It also comes as the first rescuers on the scene described how the 'screams of survivors' put them into a state of shock.

Alain Rittemer, chief of emergency services in the Canton of Valais, said it took a full two hours to work their way through the 'apocalypse' of mangled wreckage on Tuesday night.

He said: 'The first thing we heard on arriving at the scene was the screams of the children - it's almost impossible to describe. Hearing the screams put rescuers in a state of shock. All are experienced, but you cannot imagine what it was like.'

The crash, in which 28 people were also seriously injured, happened shortly after the party of 52 schoolchildren and staff from Belgium and Holland set off for home following a holiday in the Alpine ski resort of Val d'Annivers.

The coach entered the two-mile-long Sierre tunnel on the A9 motorway at around 9.15pm on Tuesday and clipped the kerb in the outside lane, before careering into a concrete wall.

Mr Rittemer said his team of paramedics arrived within 20 minutes, and had to break their way in through windows at the back.

He said: 'You could imagine that the children whom we found were our own. This was a vision which we were not used to seeing, and I've been doing this job for 20 years. Our main aim was to get to the children, most of whom could not move because they were trapped in the piles of scrap metal.

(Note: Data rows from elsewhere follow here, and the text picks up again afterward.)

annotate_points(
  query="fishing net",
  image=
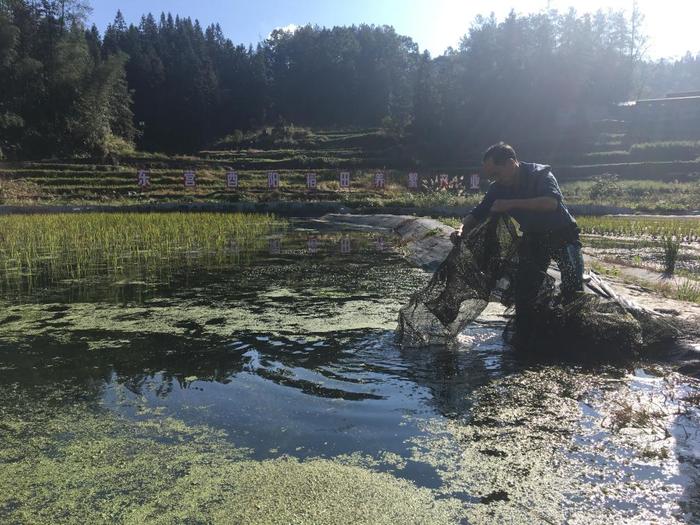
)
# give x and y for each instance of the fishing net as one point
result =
(482, 267)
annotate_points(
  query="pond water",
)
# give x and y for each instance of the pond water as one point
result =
(132, 401)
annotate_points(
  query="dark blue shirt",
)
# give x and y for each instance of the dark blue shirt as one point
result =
(534, 180)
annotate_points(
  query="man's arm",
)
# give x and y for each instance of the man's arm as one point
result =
(468, 224)
(542, 204)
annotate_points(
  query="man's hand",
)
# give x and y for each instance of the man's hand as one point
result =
(501, 206)
(537, 204)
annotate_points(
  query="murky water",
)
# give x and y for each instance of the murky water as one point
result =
(290, 354)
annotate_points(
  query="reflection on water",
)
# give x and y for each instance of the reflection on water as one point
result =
(289, 349)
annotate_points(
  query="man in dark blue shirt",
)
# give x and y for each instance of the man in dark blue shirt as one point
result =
(530, 194)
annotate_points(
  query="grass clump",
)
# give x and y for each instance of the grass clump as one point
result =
(671, 246)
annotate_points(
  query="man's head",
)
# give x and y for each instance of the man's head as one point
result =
(501, 164)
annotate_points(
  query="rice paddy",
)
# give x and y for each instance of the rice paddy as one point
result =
(124, 246)
(682, 228)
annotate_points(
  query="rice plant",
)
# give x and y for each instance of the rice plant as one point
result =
(655, 228)
(43, 248)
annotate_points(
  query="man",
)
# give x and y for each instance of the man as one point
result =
(530, 194)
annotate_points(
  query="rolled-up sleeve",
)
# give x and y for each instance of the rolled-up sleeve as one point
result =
(481, 210)
(549, 187)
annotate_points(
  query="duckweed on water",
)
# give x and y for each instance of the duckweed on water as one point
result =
(124, 245)
(82, 465)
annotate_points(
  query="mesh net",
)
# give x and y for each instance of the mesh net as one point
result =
(481, 267)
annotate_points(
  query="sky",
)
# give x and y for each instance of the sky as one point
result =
(671, 25)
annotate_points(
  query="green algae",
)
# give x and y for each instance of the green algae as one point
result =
(85, 465)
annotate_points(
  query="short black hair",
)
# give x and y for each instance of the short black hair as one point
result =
(499, 153)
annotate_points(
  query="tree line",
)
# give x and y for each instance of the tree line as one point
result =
(167, 84)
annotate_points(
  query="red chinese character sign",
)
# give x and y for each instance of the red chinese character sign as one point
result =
(232, 180)
(189, 179)
(444, 181)
(379, 180)
(311, 181)
(474, 181)
(143, 179)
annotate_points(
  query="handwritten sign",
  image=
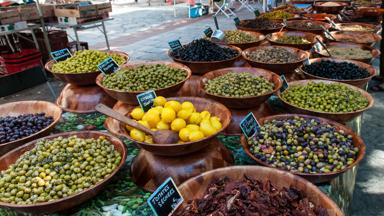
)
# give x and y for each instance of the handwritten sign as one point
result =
(61, 55)
(249, 125)
(145, 100)
(165, 200)
(108, 66)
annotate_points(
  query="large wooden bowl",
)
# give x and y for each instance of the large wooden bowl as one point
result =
(70, 201)
(339, 117)
(201, 104)
(243, 102)
(285, 68)
(306, 35)
(130, 97)
(29, 107)
(374, 52)
(320, 177)
(196, 187)
(81, 79)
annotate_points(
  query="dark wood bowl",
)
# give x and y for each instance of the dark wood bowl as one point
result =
(196, 187)
(307, 35)
(206, 66)
(70, 201)
(173, 150)
(83, 99)
(81, 79)
(339, 117)
(29, 107)
(277, 68)
(320, 177)
(374, 52)
(243, 102)
(130, 97)
(291, 26)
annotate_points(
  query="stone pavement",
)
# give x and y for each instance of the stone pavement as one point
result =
(150, 45)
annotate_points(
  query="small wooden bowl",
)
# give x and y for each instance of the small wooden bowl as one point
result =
(70, 201)
(277, 68)
(196, 187)
(243, 102)
(339, 117)
(374, 52)
(173, 150)
(320, 177)
(29, 107)
(306, 35)
(206, 66)
(80, 79)
(130, 97)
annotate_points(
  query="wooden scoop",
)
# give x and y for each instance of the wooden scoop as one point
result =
(159, 136)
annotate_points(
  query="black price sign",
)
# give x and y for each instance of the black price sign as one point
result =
(108, 66)
(165, 200)
(61, 55)
(249, 125)
(146, 99)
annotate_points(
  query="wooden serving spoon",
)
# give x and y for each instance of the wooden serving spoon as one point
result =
(159, 136)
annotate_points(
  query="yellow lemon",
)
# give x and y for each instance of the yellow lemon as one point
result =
(175, 105)
(137, 135)
(195, 135)
(178, 124)
(168, 115)
(137, 113)
(184, 134)
(195, 118)
(159, 101)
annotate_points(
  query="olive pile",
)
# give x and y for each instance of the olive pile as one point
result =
(274, 55)
(238, 85)
(303, 145)
(144, 77)
(336, 70)
(58, 168)
(204, 50)
(16, 127)
(325, 97)
(84, 61)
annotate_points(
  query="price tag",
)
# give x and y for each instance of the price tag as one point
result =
(61, 55)
(249, 125)
(175, 45)
(108, 66)
(165, 200)
(145, 100)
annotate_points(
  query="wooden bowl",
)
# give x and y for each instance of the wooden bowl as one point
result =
(81, 79)
(29, 107)
(196, 187)
(83, 99)
(173, 150)
(374, 52)
(306, 35)
(203, 67)
(339, 117)
(243, 102)
(130, 97)
(285, 68)
(320, 177)
(70, 201)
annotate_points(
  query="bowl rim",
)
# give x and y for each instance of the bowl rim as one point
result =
(348, 131)
(66, 134)
(365, 94)
(253, 69)
(55, 120)
(101, 76)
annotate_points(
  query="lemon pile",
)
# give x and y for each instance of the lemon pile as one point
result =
(173, 115)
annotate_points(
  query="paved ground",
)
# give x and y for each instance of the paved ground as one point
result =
(152, 45)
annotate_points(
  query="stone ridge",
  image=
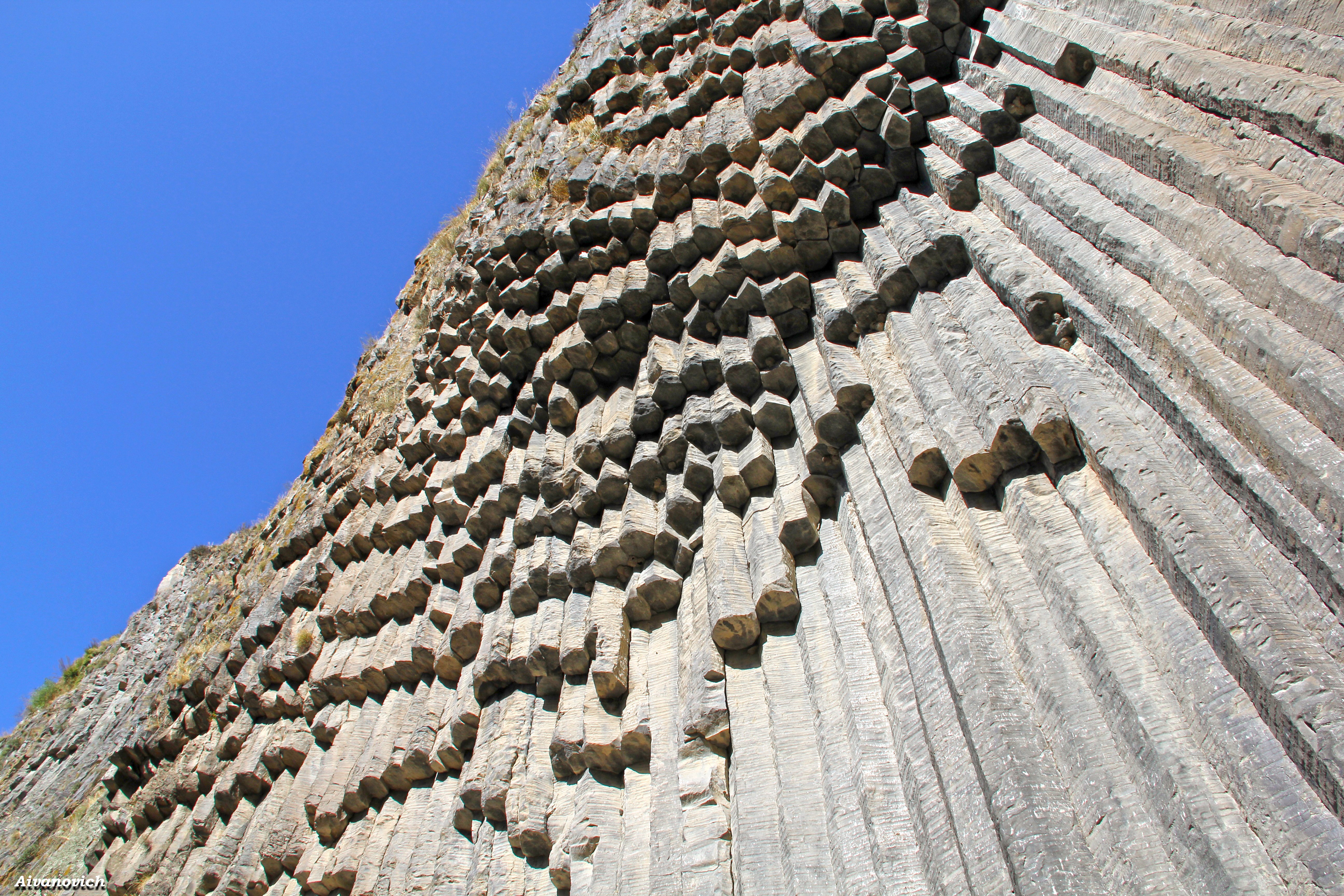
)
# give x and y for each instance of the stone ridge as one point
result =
(847, 448)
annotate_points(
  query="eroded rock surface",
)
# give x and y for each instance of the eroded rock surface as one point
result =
(882, 446)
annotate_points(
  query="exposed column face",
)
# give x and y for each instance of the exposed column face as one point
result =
(849, 446)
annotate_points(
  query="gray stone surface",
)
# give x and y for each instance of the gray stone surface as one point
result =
(896, 453)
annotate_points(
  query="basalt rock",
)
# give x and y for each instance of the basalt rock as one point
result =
(897, 452)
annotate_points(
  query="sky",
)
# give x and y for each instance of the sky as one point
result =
(205, 209)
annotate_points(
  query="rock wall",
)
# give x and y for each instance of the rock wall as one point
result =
(879, 446)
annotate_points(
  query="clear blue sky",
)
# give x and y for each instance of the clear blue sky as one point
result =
(204, 210)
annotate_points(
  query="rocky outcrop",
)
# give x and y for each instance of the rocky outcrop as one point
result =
(850, 448)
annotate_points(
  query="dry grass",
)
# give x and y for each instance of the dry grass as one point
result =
(72, 674)
(453, 225)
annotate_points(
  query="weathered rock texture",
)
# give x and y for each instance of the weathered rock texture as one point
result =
(879, 446)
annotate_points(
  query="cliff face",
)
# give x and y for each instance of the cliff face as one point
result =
(845, 448)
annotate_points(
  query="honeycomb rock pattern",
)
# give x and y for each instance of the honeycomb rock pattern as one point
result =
(882, 446)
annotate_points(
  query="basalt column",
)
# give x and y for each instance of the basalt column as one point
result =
(882, 446)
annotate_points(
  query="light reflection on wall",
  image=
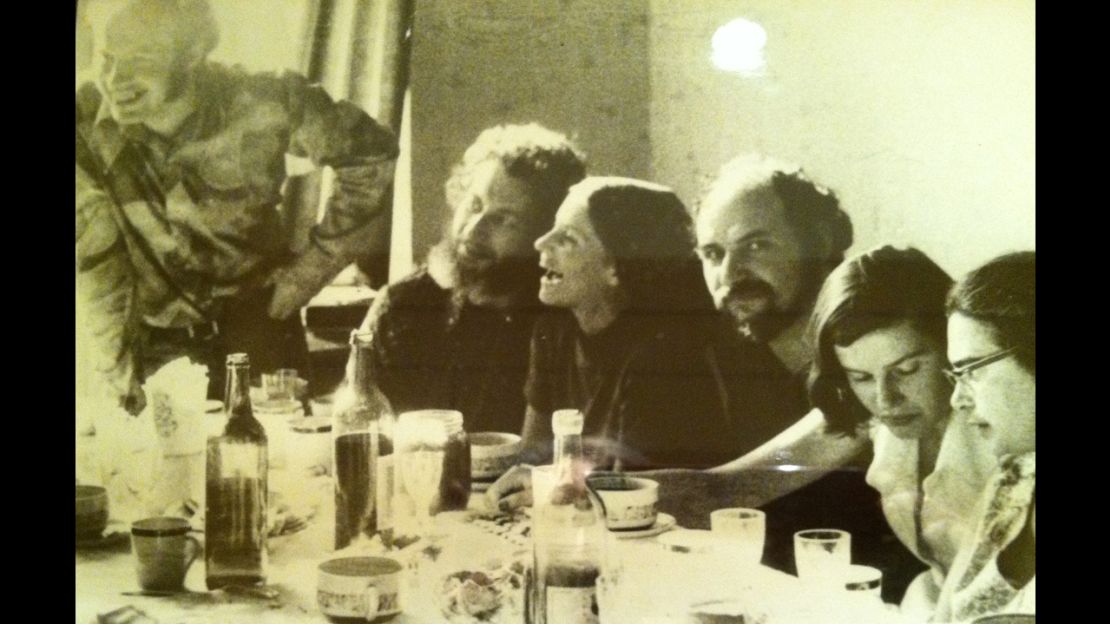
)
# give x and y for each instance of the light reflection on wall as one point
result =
(738, 47)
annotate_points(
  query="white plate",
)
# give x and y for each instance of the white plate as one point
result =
(664, 522)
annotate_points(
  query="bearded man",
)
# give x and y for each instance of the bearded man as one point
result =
(454, 334)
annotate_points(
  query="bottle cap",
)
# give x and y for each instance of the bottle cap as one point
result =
(361, 336)
(567, 422)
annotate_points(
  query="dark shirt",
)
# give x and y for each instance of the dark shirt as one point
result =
(434, 351)
(762, 396)
(645, 386)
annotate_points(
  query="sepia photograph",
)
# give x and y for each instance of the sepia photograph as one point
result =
(555, 311)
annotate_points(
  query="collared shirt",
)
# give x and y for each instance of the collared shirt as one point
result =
(170, 227)
(433, 350)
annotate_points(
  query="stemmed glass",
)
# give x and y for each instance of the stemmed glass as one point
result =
(421, 445)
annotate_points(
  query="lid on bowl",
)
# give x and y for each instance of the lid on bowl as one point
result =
(689, 541)
(160, 526)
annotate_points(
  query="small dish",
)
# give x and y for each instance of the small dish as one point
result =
(114, 534)
(664, 522)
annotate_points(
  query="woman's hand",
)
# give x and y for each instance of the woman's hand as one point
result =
(513, 490)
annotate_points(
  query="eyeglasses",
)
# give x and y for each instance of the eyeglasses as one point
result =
(964, 373)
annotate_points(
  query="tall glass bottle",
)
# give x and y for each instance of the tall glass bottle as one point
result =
(235, 492)
(569, 536)
(363, 432)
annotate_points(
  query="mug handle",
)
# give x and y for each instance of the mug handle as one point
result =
(197, 547)
(371, 603)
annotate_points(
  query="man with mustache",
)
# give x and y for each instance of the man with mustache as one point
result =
(767, 237)
(455, 333)
(184, 243)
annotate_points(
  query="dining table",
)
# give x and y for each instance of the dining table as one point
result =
(656, 583)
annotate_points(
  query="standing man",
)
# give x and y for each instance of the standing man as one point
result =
(182, 244)
(455, 333)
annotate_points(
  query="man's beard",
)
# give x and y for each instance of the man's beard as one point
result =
(516, 278)
(764, 325)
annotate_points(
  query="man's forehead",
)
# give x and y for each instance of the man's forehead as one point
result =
(500, 189)
(740, 214)
(135, 29)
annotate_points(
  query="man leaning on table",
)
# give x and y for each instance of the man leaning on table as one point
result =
(181, 247)
(455, 333)
(767, 237)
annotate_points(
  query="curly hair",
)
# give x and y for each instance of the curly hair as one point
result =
(877, 289)
(813, 211)
(647, 232)
(1002, 295)
(545, 160)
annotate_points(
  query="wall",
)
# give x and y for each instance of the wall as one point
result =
(575, 66)
(918, 113)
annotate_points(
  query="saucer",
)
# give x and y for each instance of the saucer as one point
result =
(114, 534)
(664, 522)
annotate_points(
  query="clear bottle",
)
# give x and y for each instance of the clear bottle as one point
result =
(236, 489)
(569, 535)
(363, 460)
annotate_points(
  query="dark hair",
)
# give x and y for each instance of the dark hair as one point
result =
(648, 233)
(1001, 294)
(545, 160)
(813, 211)
(874, 290)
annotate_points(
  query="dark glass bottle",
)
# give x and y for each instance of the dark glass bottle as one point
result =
(363, 431)
(569, 535)
(235, 489)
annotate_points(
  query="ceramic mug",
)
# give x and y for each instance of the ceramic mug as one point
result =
(91, 511)
(360, 586)
(163, 552)
(629, 502)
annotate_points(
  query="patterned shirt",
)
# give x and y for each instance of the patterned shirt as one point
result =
(168, 229)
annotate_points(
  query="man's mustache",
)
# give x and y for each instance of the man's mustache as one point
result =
(748, 289)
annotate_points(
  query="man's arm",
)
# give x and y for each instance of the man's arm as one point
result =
(806, 444)
(106, 291)
(794, 459)
(362, 153)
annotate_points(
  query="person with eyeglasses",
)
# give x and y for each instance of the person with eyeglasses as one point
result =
(992, 348)
(879, 333)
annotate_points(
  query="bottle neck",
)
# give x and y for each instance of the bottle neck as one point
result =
(362, 373)
(238, 391)
(568, 456)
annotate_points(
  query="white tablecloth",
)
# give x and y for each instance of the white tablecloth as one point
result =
(657, 585)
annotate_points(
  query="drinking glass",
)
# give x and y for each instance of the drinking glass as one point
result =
(421, 445)
(821, 554)
(280, 385)
(743, 530)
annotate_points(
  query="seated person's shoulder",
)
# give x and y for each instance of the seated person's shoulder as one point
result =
(414, 294)
(415, 290)
(88, 102)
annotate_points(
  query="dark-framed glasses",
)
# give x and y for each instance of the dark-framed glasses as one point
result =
(964, 373)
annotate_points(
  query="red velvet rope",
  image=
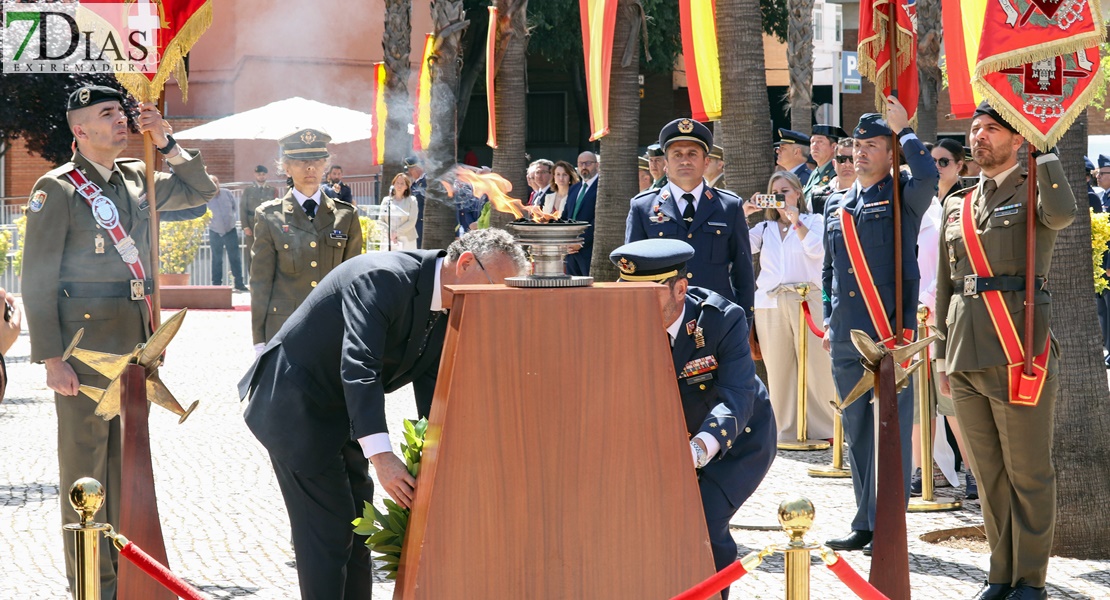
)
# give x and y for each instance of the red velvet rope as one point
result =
(720, 580)
(159, 572)
(819, 332)
(856, 583)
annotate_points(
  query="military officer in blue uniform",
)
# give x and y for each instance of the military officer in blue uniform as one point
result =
(708, 219)
(728, 417)
(868, 203)
(790, 153)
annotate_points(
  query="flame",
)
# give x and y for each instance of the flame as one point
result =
(494, 187)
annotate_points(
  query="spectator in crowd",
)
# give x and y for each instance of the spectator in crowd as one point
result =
(790, 246)
(415, 172)
(223, 237)
(579, 206)
(542, 174)
(948, 154)
(845, 168)
(645, 173)
(562, 182)
(252, 197)
(401, 212)
(791, 153)
(335, 187)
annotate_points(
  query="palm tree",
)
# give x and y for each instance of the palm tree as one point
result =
(618, 181)
(747, 143)
(448, 22)
(1080, 449)
(511, 90)
(396, 47)
(799, 54)
(928, 58)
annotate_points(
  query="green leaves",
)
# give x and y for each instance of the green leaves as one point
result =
(385, 531)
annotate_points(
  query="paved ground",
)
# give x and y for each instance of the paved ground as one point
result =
(225, 524)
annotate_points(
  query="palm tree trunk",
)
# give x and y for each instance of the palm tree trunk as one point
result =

'That said, we did not need to speak. We only needed to look in their eyes and hold their hands.'
He added: 'We reached the last casualty two hours after our arrival on the scene 20 minutes after the accident. The last dead body, that of the second driver, was finally removed at 4.15am'.
Parents of the victims gathered at the two primary schools in Belgium yesterday before boarding a military aircraft. They did not know whether their children were dead or alive. 'There's no news, simply no news,' said one red-eyed father.

A 12-year-old girl aboard the bus who escaped with serious injuries was the first survivor to describe what happened. She said: 'I felt a hard jolt. Then everything went dark. 'The seats worked loose and were flung around the bus. I was hurled forward and ended up pinned between two of the seats.' The girl broke both of her legs and an arm.